I have a (scala/spark) DataFrame df
that I would like to save to parquet with roughly 128MB per parquet file. Based on the schema, I roughly estimated the size, in MB, of one line.
My strategy is to repartition the dataframe, with a value that generates "oversized" partitions. Then I leverage the option maxRecordsPerFile
to get my wanted parquet file size:
val countLines = df.count
val estimatedSize = countLines * 250 / (1024 * 1024) // one line is around 250 Bytes
val repartitionEstimate = (estimatedSize / 512).toInt + 1 //I "under" repartition my dataframe so I get roughly 512MB per partition
val maxRecordsPerFile = ((128 / 250.0) * 1024 * 1024).toLong //I save, hoping to have only 128MB-heavy parquet files
df.repartition(repartitionEstimate).write
.option("maxRecordsPerFile", maxRecordsPerFile).partitionBy(
"year",
"month",
"day",
"hour"
).parquet(outputPath)
When I did this, I got in each of my folders parquet files of about 128MB but some of them were very tiny, like 10MB. How could I solve this?
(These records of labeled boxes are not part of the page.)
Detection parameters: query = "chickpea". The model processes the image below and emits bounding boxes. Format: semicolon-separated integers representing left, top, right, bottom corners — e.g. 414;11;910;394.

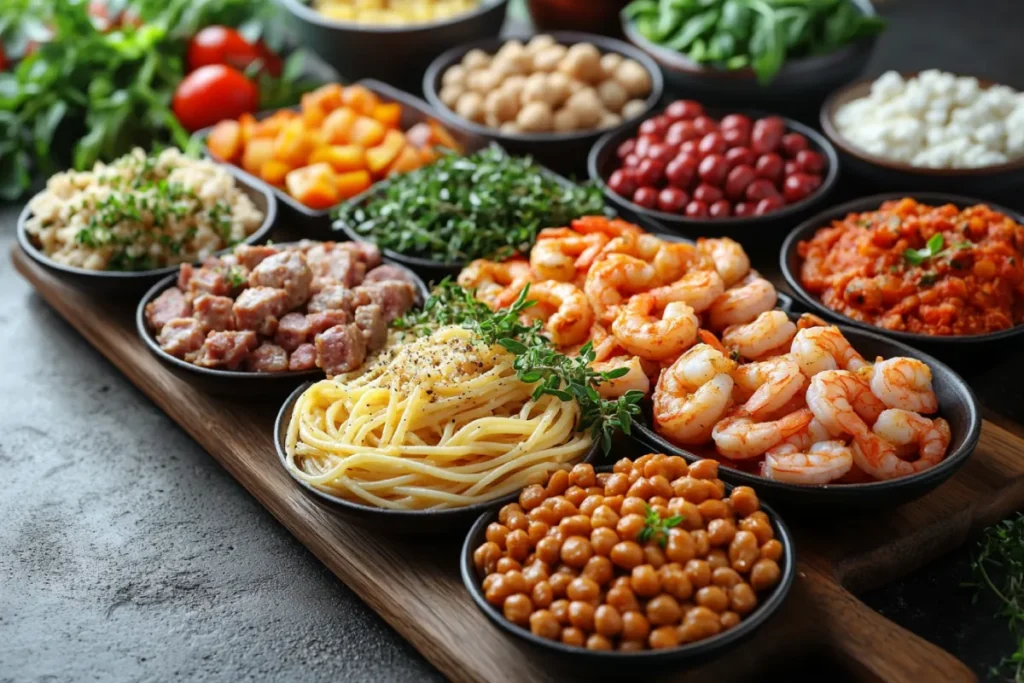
561;536;594;568
751;559;782;591
729;581;771;614
529;609;562;640
729;531;761;573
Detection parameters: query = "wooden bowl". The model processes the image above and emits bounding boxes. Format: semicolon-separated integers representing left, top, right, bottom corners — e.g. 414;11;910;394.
423;31;664;173
282;0;508;91
587;109;840;244
459;467;797;663
17;167;278;298
819;72;1024;197
621;0;877;113
193;79;487;240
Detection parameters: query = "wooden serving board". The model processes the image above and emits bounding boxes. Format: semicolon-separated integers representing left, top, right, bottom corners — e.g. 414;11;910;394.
11;246;1024;683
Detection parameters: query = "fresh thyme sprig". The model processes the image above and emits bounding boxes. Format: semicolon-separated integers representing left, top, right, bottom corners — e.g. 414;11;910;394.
394;279;638;450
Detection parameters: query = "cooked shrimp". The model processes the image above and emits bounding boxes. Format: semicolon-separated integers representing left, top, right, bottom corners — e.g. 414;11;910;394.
611;294;700;360
853;409;951;479
650;270;725;313
807;370;886;438
590;355;650;398
711;409;814;460
761;441;853;485
523;280;594;346
584;254;656;325
722;310;797;358
790;325;867;377
457;258;532;308
862;356;939;415
653;344;736;445
732;355;807;419
697;238;751;287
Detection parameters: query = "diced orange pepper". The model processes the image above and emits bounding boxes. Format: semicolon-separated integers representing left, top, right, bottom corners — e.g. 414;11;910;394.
273;119;313;166
349;117;387;147
242;137;273;175
285;164;342;209
367;130;406;176
321;106;358;144
206;119;242;164
309;144;367;173
334;171;374;200
341;84;380;116
373;102;401;128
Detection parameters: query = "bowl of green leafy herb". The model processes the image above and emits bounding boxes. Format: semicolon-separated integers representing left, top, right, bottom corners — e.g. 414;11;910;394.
622;0;886;111
334;145;605;281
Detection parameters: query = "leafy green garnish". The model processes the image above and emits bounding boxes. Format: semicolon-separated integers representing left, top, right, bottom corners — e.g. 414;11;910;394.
336;147;604;263
394;278;638;454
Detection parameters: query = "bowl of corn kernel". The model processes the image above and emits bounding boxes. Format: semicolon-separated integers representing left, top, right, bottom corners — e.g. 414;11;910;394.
281;0;508;88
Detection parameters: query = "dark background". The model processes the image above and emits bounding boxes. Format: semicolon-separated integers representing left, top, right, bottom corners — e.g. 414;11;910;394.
0;0;1024;682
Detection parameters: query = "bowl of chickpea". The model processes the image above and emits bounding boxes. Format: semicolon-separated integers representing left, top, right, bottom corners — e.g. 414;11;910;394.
461;454;796;667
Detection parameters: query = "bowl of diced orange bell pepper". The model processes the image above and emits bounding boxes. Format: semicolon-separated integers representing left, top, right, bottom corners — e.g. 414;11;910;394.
197;80;486;231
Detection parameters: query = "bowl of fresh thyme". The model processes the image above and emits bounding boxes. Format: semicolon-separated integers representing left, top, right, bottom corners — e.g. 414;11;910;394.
17;147;278;296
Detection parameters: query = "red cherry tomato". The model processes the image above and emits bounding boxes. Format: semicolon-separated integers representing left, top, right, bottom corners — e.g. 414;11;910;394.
782;133;810;158
751;117;785;155
725;165;757;201
657;187;689;213
708;200;732;218
686;202;708;218
171;65;259;131
693;182;722;205
665;99;703;121
754;153;783;184
633;187;657;209
697;155;729;186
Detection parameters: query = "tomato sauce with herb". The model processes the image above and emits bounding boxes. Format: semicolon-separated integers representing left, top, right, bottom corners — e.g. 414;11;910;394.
798;199;1024;336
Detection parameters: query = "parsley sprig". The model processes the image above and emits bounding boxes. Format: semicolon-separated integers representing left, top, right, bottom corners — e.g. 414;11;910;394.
394;278;643;450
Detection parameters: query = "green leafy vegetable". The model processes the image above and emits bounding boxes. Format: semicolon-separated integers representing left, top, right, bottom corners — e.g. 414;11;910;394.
336;147;605;263
394;278;638;450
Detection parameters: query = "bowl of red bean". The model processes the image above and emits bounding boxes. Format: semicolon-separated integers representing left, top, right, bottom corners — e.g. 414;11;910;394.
588;99;839;234
462;454;796;666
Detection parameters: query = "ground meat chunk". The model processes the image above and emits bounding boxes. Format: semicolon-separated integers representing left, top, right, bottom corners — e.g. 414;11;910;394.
273;313;311;352
246;343;288;373
288;344;316;372
193;330;259;370
233;287;289;337
316;324;367;377
306;285;355;313
354;303;387;352
249;251;313;310
157;317;206;358
352;280;416;324
193;294;234;332
145;287;191;332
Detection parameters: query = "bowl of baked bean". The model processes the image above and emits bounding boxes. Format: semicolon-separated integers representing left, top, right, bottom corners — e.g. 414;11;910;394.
462;454;796;666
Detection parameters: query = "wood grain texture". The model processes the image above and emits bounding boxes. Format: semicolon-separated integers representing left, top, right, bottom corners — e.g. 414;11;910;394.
11;246;1011;683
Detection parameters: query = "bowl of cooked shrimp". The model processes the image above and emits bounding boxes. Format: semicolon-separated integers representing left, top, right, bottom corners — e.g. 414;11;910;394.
459;217;981;505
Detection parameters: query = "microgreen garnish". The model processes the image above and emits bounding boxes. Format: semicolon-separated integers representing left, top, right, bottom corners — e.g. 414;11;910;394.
637;505;685;548
394;278;643;453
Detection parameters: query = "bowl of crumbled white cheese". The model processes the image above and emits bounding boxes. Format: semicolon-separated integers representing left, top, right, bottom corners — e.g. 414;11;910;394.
821;69;1024;196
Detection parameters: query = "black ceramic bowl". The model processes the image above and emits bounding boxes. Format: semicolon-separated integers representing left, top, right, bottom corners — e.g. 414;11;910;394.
135;245;428;399
587;109;839;244
282;0;508;90
423;32;663;173
621;0;877;114
17;168;278;298
273;382;601;535
193;79;487;240
819;72;1024;197
634;298;981;509
779;193;1024;350
459;467;797;676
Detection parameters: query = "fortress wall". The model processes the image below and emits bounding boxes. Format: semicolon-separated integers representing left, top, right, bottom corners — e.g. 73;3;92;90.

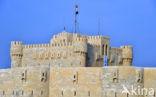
22;44;74;66
0;67;49;97
102;67;143;97
0;69;15;97
87;44;103;67
108;47;122;66
144;68;156;97
49;67;102;97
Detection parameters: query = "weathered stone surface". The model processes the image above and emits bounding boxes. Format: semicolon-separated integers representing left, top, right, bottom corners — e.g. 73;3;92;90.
0;31;156;97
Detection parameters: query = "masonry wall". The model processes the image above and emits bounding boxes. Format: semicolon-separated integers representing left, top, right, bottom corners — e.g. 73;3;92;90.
144;68;156;97
102;66;144;97
49;67;102;97
0;67;49;97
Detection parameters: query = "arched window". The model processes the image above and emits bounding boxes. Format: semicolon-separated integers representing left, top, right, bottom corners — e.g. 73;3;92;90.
105;44;107;56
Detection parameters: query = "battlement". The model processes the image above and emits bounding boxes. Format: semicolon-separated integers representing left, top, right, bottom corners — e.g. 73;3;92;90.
75;37;87;42
23;42;72;48
120;46;133;49
23;44;50;48
110;47;122;51
121;46;133;66
88;36;110;40
11;41;23;46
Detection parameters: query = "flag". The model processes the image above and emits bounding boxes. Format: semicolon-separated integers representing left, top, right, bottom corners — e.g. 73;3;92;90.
76;5;79;15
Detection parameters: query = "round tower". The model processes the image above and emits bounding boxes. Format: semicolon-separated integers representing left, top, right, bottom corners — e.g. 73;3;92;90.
121;46;133;66
73;37;87;67
10;41;23;68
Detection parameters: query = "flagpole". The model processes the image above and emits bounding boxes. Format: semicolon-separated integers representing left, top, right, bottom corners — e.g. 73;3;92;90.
75;5;78;33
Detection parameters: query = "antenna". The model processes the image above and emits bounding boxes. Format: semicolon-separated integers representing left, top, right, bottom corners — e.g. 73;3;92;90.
98;17;101;35
75;5;79;33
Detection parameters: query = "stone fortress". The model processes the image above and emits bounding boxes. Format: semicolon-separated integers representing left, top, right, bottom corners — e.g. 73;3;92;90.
0;31;156;97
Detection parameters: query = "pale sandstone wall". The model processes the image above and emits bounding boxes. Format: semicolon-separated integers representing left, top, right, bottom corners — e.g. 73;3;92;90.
109;47;123;66
0;66;156;97
49;67;102;97
10;31;133;68
144;68;156;97
102;66;144;97
0;67;49;97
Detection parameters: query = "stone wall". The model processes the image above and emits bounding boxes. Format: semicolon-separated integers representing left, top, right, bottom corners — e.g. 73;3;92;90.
10;32;133;68
0;66;156;97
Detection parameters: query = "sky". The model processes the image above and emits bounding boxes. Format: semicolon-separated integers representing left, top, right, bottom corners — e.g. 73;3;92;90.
0;0;156;68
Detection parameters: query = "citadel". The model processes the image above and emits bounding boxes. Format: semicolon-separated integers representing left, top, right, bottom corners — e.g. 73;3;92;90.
0;31;156;97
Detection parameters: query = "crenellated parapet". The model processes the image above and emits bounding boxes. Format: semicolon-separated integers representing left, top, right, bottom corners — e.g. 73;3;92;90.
10;41;23;56
73;37;87;53
120;46;133;66
10;41;23;68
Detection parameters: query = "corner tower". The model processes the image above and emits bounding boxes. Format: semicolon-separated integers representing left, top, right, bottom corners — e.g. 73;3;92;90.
73;34;87;67
121;46;133;66
10;41;23;68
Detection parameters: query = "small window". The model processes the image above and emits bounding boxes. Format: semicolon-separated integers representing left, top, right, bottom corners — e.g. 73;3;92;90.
102;44;105;55
88;91;90;96
105;45;107;56
74;91;76;96
127;93;129;97
62;91;64;96
41;91;43;96
31;91;34;96
3;91;5;95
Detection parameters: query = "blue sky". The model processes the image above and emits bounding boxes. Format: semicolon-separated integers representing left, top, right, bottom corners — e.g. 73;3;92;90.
0;0;156;68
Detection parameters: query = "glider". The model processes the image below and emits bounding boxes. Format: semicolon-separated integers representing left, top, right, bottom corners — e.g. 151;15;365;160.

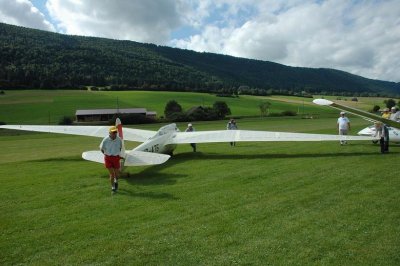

I would rather have a 133MB file than one 128MB and one 5MB file! So I would like my solution to be a little bit more flexible. Thanks in advance!
EDIT: The reason I am not directly repartitioning based on the 128MB size is that, while it is working fine if I have a single folder, it seems to "break" with hourly folders: in one I had mostly 80MB files, in another mostly 40MB files...